Hi,
First time posting, let me know where I can do better.
Also, this is my second manjaro installation and I am not yet very familiar with it besides the obvious awesomeness.
This morning I had a win11 and ubuntu22 running in dual boot and decided to replace ubuntu with manjaro.
Before I changed anything, the ubuntu boot loader was installed at the first ~100 MB of the hard drive, followed by gigabytes of windows, 8GB swap and ~125GB of ubuntu.
That worked just fine.
I booted the boot stick, went to the installation gui and did manual partitioning.
The 100 MB at the beginning of the hard drive turned out to be, well, not enough for the manjaro boot loader so I unallocated that.
I put the boot section behind the windows section, some swap after that and then the main manjaro partition.
So now I have no idea how to boot windows.
Did I do any very obvious mistakes I do not see right now?
so by messing with the partitioning - resizing/moving partitions, you messed up windows boot loader…

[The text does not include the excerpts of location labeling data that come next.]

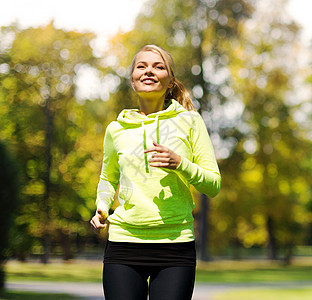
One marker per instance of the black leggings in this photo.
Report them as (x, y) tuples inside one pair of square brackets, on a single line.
[(125, 282)]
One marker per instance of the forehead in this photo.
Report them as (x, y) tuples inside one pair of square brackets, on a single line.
[(149, 56)]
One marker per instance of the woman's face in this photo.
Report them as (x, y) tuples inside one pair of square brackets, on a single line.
[(150, 76)]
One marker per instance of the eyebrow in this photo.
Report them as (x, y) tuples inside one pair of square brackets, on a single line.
[(144, 62)]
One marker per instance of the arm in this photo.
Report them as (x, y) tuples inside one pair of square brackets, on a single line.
[(203, 172), (108, 183)]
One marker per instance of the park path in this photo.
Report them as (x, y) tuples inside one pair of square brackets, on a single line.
[(93, 291)]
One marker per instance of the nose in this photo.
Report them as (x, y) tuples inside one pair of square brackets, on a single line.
[(149, 70)]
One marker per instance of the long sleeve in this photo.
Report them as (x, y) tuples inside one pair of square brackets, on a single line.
[(109, 176), (203, 172)]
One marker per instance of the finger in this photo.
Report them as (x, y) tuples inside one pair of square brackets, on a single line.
[(156, 149), (160, 159), (97, 221)]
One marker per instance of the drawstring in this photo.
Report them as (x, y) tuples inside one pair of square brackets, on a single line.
[(144, 140), (144, 146), (157, 128)]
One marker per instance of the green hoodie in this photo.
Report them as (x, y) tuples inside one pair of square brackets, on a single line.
[(155, 203)]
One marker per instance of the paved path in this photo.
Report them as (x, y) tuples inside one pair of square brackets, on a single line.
[(93, 291)]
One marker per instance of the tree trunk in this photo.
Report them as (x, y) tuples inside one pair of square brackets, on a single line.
[(272, 247), (203, 227), (46, 207)]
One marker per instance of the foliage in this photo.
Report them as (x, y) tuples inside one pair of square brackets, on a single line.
[(231, 56), (220, 271), (270, 294), (57, 140), (35, 296)]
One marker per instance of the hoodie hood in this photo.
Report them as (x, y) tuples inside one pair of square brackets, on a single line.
[(131, 118)]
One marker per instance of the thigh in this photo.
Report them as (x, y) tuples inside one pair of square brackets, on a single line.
[(122, 282), (172, 283)]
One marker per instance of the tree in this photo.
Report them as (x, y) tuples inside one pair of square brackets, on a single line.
[(195, 33), (268, 182), (9, 202), (51, 132)]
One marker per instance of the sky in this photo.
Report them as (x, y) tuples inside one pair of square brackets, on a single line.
[(104, 17)]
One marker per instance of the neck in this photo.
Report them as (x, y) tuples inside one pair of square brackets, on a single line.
[(149, 106)]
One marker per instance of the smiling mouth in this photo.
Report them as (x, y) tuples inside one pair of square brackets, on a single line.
[(149, 80)]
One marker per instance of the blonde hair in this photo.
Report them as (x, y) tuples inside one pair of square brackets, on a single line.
[(177, 90)]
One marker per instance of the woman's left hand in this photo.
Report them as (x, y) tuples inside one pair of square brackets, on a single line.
[(163, 157)]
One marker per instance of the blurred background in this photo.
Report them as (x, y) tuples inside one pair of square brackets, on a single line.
[(64, 75)]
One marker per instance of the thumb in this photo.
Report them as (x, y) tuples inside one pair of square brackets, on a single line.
[(102, 213)]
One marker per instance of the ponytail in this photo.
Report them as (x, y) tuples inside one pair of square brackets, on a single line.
[(180, 94)]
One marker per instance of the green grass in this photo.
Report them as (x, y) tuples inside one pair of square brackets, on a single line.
[(35, 296), (212, 272), (76, 271), (253, 271), (276, 294)]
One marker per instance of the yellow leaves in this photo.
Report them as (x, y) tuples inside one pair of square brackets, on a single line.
[(34, 187), (9, 83), (272, 170), (252, 173), (251, 235)]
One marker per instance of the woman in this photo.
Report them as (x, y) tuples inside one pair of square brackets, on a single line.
[(153, 154)]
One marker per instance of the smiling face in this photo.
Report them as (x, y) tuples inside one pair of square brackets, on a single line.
[(150, 77)]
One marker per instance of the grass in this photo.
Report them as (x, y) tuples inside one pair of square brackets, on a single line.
[(211, 272), (34, 296), (253, 271), (285, 294), (75, 271)]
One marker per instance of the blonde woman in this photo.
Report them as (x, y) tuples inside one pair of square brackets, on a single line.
[(153, 154)]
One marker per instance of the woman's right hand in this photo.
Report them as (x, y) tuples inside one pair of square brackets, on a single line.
[(99, 220)]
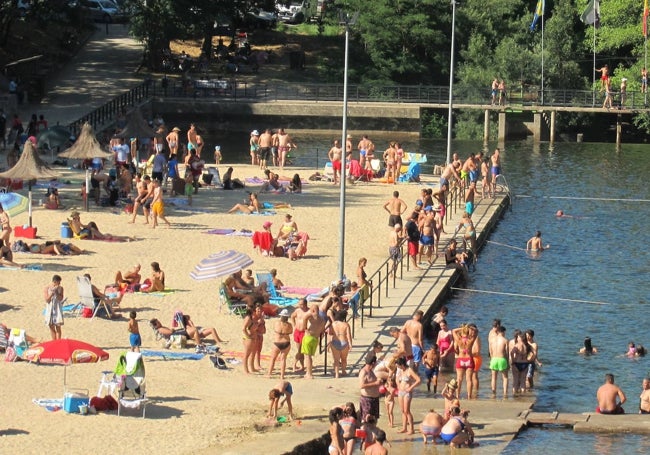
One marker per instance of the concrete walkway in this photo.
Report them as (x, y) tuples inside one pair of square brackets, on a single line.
[(495, 422), (105, 67)]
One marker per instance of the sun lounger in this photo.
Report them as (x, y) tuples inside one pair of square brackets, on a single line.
[(238, 308), (266, 279), (132, 391)]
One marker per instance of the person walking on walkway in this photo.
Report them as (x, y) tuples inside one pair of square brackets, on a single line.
[(610, 397)]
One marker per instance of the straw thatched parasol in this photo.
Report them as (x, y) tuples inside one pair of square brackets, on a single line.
[(136, 126), (29, 167), (86, 147)]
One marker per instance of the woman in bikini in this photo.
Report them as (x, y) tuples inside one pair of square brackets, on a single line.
[(407, 380), (282, 330), (457, 431), (464, 339), (253, 205), (520, 356), (361, 273), (6, 226), (399, 157), (284, 388), (288, 227), (341, 343), (445, 342), (258, 317), (7, 256), (336, 432), (199, 333), (157, 279), (249, 337), (469, 236), (349, 425)]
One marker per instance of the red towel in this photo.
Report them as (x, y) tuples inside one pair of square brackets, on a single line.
[(262, 240)]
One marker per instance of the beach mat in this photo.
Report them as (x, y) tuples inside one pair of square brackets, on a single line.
[(172, 355), (297, 290), (164, 293), (220, 231), (50, 404), (240, 355), (29, 267), (232, 232), (113, 239)]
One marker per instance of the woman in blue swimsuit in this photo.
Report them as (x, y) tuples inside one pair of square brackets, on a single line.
[(457, 431), (341, 343)]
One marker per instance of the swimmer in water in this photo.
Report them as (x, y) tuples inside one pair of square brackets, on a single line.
[(535, 244), (631, 350), (588, 349)]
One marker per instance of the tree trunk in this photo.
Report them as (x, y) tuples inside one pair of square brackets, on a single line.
[(206, 46)]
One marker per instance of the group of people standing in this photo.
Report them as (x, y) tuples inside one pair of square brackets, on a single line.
[(270, 147), (392, 157), (498, 92)]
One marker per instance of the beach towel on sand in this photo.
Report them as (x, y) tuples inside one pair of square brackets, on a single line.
[(232, 232), (172, 355)]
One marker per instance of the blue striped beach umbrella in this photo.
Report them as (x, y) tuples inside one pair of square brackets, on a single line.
[(13, 203), (220, 264)]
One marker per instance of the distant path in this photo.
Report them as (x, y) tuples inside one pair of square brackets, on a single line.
[(105, 67)]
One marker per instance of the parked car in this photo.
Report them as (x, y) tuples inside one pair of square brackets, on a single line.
[(103, 11), (258, 18), (296, 11), (23, 6)]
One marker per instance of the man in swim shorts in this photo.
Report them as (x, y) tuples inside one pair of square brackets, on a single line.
[(395, 208), (431, 426), (644, 398), (315, 326), (498, 346), (496, 165), (299, 322), (413, 329), (610, 397), (426, 225)]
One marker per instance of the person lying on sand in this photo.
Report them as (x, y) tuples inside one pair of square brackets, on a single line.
[(7, 256), (131, 276), (91, 231)]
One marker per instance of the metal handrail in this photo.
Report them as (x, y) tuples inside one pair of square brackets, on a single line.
[(242, 91)]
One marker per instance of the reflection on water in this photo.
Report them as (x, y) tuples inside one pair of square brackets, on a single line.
[(597, 263)]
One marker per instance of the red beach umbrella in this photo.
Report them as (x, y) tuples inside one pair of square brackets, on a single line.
[(65, 352)]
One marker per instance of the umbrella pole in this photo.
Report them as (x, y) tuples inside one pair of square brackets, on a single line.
[(86, 204), (30, 203)]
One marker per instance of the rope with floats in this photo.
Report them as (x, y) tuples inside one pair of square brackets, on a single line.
[(508, 246), (573, 198), (513, 294)]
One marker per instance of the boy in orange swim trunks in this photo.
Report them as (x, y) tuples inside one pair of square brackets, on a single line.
[(158, 206)]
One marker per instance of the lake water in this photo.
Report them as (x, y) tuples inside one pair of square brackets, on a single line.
[(596, 256), (596, 268)]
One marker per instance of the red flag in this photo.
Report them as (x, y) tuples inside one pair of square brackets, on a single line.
[(645, 19)]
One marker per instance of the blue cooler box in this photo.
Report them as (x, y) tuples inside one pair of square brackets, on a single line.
[(73, 398), (66, 232)]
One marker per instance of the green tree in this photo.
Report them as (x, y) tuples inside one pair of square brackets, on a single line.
[(157, 22), (405, 40)]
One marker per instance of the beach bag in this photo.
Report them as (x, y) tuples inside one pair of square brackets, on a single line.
[(178, 341)]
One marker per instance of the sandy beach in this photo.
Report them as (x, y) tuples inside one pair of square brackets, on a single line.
[(195, 407)]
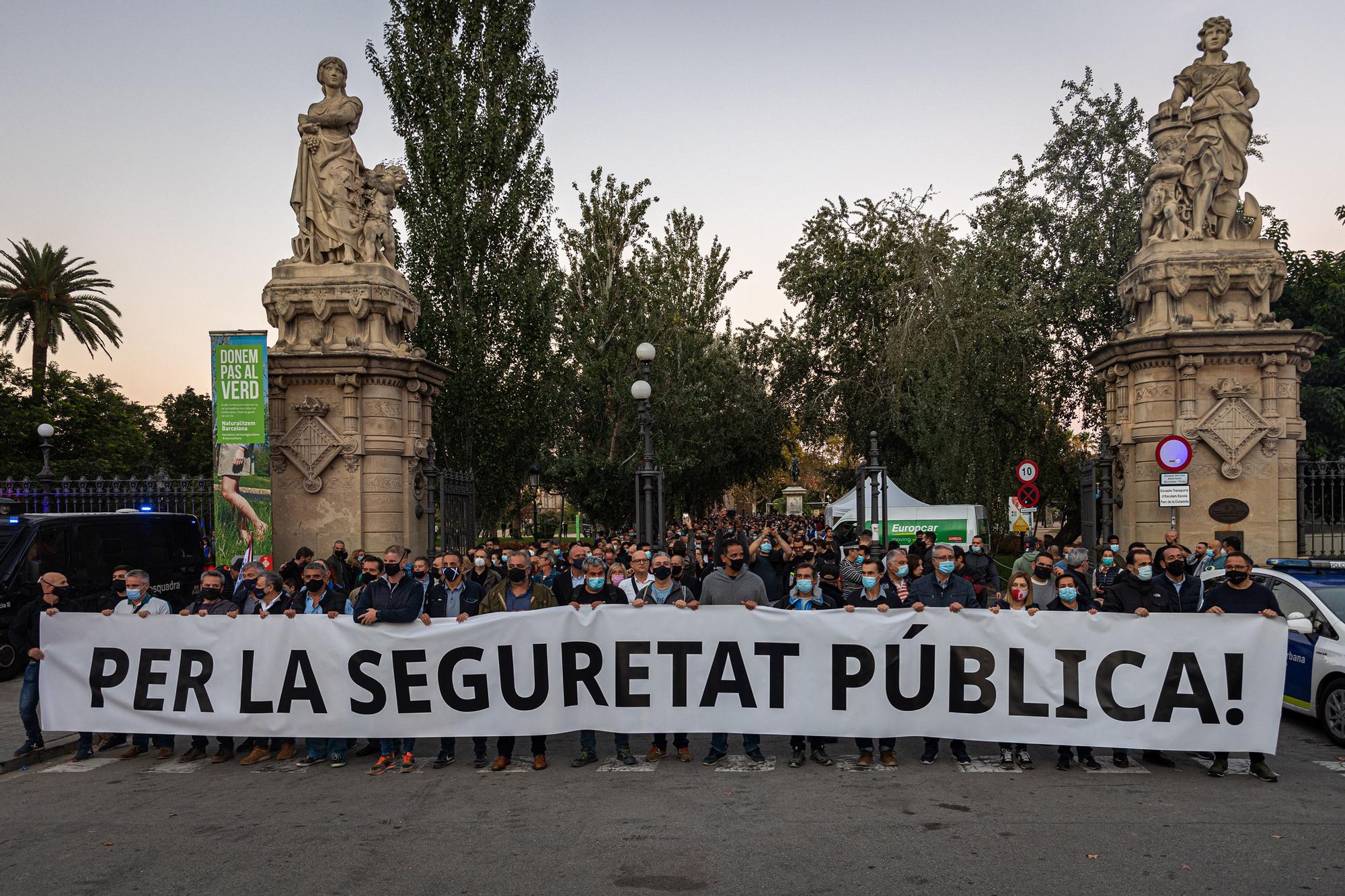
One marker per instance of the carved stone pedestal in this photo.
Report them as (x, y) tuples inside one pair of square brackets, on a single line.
[(1207, 360), (350, 409)]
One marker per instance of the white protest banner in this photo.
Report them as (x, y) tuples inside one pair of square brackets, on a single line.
[(1163, 682)]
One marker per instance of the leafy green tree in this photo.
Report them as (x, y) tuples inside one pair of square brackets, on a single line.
[(42, 294), (469, 92)]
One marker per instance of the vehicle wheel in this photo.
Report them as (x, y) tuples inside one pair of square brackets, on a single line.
[(1331, 710), (10, 662)]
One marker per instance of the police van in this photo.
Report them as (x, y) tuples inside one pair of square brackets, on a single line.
[(85, 548), (1312, 595)]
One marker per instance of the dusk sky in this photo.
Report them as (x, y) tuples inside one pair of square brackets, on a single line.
[(158, 139)]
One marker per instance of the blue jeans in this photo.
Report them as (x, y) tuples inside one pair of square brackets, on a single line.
[(588, 740), (29, 709), (720, 743), (392, 747), (326, 747)]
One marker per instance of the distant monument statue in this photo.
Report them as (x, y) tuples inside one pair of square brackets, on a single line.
[(1204, 356), (352, 400)]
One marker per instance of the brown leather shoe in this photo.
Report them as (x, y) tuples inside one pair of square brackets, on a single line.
[(259, 754)]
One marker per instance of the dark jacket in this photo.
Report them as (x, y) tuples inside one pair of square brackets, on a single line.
[(543, 598), (26, 626), (1129, 594), (470, 602), (1180, 600), (957, 591), (397, 603)]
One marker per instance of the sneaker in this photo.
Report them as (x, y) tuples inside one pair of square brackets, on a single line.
[(1264, 771), (29, 747)]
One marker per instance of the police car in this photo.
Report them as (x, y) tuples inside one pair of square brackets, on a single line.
[(1312, 595)]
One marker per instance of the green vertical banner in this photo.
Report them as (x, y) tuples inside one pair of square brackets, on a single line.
[(243, 452)]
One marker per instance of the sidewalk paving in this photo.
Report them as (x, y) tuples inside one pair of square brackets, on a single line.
[(11, 732)]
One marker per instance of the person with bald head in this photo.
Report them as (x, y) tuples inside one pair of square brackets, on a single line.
[(54, 596)]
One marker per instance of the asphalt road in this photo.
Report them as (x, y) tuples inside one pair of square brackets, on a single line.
[(142, 826)]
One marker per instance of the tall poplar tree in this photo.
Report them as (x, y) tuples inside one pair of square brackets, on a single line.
[(470, 91)]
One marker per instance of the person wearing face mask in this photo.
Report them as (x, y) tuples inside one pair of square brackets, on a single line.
[(1020, 592), (804, 598), (1241, 595), (1182, 591), (944, 589), (210, 602), (54, 596), (1071, 598), (1136, 592), (665, 591), (980, 568)]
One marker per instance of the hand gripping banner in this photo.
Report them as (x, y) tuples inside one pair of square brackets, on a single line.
[(1165, 682)]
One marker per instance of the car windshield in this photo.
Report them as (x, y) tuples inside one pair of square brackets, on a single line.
[(1334, 596)]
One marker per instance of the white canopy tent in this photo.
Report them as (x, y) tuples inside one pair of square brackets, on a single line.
[(896, 498)]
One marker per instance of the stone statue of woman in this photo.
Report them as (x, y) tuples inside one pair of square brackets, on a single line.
[(330, 178), (1222, 97)]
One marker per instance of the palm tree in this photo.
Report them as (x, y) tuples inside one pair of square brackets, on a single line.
[(44, 292)]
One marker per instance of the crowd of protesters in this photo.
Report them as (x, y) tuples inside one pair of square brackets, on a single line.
[(789, 563)]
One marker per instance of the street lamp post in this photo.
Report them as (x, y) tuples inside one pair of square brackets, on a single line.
[(535, 477)]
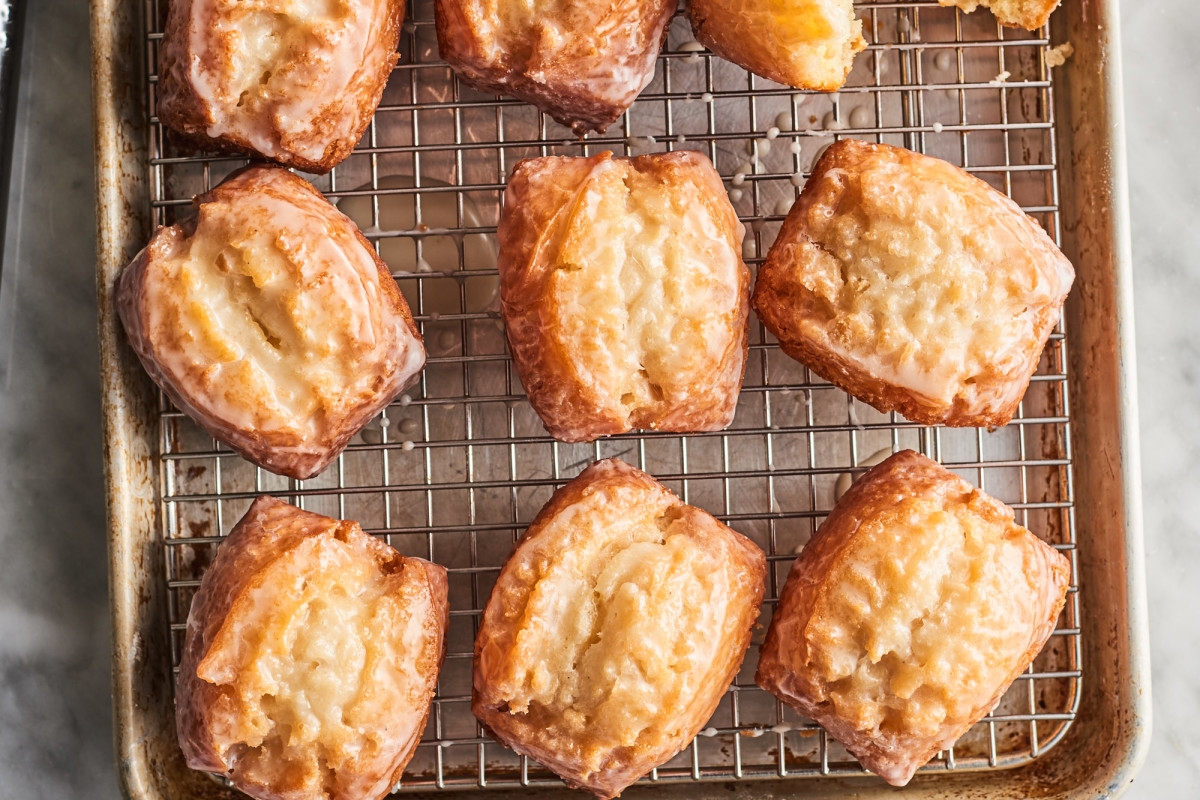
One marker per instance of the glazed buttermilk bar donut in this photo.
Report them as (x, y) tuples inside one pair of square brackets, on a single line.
[(912, 286), (270, 320), (583, 62), (288, 80), (1029, 14), (613, 629), (311, 657), (803, 43), (910, 612), (624, 295)]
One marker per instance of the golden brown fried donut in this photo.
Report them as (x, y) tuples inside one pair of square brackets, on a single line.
[(909, 613), (803, 43), (582, 62), (912, 286), (624, 295), (282, 79), (613, 629), (1029, 14), (311, 657), (270, 320)]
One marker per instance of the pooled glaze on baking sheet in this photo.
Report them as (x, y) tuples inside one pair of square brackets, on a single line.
[(269, 319)]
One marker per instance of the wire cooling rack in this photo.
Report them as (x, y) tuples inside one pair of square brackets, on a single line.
[(457, 467)]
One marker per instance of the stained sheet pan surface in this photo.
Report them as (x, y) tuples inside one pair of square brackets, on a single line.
[(456, 467)]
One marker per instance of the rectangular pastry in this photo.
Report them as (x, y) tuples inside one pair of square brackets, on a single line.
[(311, 657), (803, 43), (615, 629), (581, 62), (288, 80), (910, 612), (269, 319), (1029, 14), (624, 295), (913, 286)]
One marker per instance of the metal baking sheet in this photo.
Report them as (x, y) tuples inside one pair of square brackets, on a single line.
[(459, 465)]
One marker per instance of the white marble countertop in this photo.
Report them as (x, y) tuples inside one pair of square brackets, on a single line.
[(55, 737)]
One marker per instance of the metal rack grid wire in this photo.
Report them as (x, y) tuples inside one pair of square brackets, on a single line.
[(454, 469)]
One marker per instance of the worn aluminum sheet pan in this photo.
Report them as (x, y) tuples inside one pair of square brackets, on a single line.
[(455, 468)]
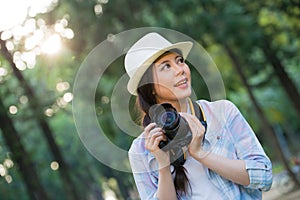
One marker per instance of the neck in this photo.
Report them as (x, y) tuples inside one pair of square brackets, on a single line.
[(179, 105)]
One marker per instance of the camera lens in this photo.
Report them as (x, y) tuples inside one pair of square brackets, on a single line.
[(168, 118)]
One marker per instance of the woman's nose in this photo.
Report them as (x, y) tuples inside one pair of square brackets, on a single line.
[(179, 70)]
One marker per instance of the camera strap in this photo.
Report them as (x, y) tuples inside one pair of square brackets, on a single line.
[(199, 113), (196, 110)]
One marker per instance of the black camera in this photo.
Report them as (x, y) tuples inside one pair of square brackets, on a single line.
[(175, 128)]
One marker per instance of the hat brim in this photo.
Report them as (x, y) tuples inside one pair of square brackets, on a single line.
[(134, 81)]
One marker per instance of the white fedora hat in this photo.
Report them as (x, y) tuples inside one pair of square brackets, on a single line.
[(144, 52)]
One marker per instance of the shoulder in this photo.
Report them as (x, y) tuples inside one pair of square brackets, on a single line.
[(220, 105)]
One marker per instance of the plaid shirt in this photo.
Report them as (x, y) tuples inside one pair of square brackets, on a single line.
[(229, 135)]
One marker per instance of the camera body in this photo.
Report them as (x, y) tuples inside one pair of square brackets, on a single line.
[(175, 128)]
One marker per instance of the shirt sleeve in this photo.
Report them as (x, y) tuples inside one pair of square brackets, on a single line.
[(144, 178), (249, 149)]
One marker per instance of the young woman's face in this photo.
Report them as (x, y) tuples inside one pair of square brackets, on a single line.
[(172, 78)]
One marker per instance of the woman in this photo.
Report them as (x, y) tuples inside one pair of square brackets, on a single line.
[(224, 161)]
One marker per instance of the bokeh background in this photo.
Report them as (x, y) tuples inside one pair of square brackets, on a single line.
[(254, 44)]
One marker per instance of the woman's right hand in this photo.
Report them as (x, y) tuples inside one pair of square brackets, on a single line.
[(153, 136)]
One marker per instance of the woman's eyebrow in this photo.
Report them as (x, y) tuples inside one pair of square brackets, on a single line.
[(165, 61)]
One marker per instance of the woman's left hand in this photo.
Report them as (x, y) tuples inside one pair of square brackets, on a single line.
[(198, 131)]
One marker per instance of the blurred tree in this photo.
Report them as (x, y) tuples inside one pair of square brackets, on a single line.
[(33, 184)]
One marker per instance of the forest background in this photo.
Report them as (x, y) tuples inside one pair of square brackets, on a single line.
[(254, 44)]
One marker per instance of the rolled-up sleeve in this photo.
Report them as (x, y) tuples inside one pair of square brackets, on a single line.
[(249, 149)]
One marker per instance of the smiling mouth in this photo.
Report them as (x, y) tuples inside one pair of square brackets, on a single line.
[(182, 82)]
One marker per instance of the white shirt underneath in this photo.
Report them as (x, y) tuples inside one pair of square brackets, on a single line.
[(202, 188)]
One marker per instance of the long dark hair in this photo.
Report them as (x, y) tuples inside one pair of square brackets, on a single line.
[(146, 99)]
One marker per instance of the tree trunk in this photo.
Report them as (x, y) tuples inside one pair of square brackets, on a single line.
[(288, 85), (34, 104), (21, 157), (269, 130)]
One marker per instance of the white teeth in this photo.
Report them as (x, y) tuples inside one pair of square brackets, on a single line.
[(181, 82)]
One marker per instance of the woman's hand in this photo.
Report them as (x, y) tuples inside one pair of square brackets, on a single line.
[(153, 136), (198, 131)]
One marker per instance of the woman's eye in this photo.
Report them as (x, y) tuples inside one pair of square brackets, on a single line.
[(165, 67), (180, 60)]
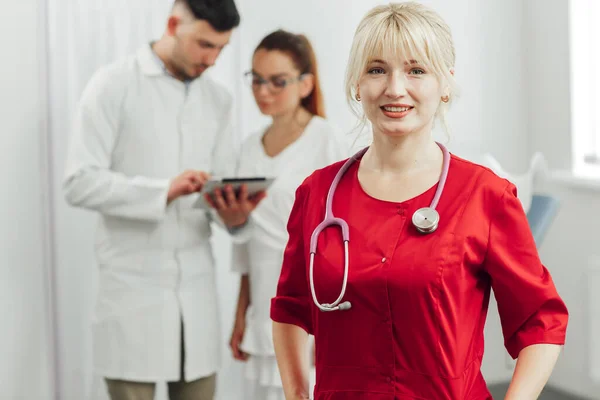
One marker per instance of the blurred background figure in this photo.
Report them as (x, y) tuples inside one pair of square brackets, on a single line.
[(285, 82)]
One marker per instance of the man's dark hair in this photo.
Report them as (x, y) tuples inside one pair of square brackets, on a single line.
[(222, 15)]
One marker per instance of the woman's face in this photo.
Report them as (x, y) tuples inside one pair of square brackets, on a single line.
[(277, 85), (399, 96)]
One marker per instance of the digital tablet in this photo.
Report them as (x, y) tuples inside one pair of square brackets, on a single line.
[(253, 185)]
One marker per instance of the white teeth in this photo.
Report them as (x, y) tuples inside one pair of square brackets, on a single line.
[(396, 109)]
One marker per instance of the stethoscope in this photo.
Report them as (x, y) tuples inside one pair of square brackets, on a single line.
[(425, 220)]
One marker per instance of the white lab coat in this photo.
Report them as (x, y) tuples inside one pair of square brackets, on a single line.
[(136, 128), (261, 255)]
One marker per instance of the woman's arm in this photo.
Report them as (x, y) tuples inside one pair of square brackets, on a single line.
[(534, 366), (239, 327), (292, 359)]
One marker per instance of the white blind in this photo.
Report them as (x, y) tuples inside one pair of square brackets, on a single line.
[(585, 79)]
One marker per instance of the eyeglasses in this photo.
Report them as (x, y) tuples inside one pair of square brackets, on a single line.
[(275, 84)]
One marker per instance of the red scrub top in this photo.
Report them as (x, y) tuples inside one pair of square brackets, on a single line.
[(419, 302)]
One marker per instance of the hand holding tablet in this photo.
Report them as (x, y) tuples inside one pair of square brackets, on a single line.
[(233, 198)]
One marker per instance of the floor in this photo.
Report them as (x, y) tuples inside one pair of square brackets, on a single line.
[(498, 392)]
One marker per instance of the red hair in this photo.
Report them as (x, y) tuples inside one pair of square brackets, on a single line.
[(300, 50)]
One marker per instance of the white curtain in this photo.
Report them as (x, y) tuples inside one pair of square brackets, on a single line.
[(84, 35)]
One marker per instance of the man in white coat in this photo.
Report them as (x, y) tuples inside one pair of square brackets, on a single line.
[(149, 131)]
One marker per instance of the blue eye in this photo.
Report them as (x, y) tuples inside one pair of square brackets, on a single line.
[(417, 71), (376, 70)]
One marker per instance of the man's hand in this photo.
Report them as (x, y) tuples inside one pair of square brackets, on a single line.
[(234, 211), (187, 183)]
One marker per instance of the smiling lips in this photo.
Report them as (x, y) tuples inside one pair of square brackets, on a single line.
[(396, 110)]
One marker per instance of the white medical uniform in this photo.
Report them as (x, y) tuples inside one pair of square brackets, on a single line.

you have to repair it using windows usb/dvd, look on guides on the internet how to do it… but this windows boot repairing will very likely wipe out manjaro grub, so you will not be able to boot into manjaro, and you will have to repair manjaro grub from manjaro usb, using chroot: manjaro-chroot -a
then reinstall grub running these commands depending on what you are using, bios or efi:
if you are unsure about reinstalling grub, just ask here
I hoped there was an easier way, but ok, I will do the repair and reinstall cycle once more…
So, last question before bed:
I could repair windows, wipe manjaro in the process so I have a clean windows installation and try the “install alongside” option in the manjaro install gui, right?
the repairing windows boot loader doesnt wipe manjaro, only manjaros boot loader/grub…
but yes, you can then just reinstall manjaro using the install alongside option…
I’m a fan of the rEFInd bootloader; installing it from Manjaro should, after a shutdown, find any and all bootable o/s, as well as the bootloader. Pamac has refind and refind-extras.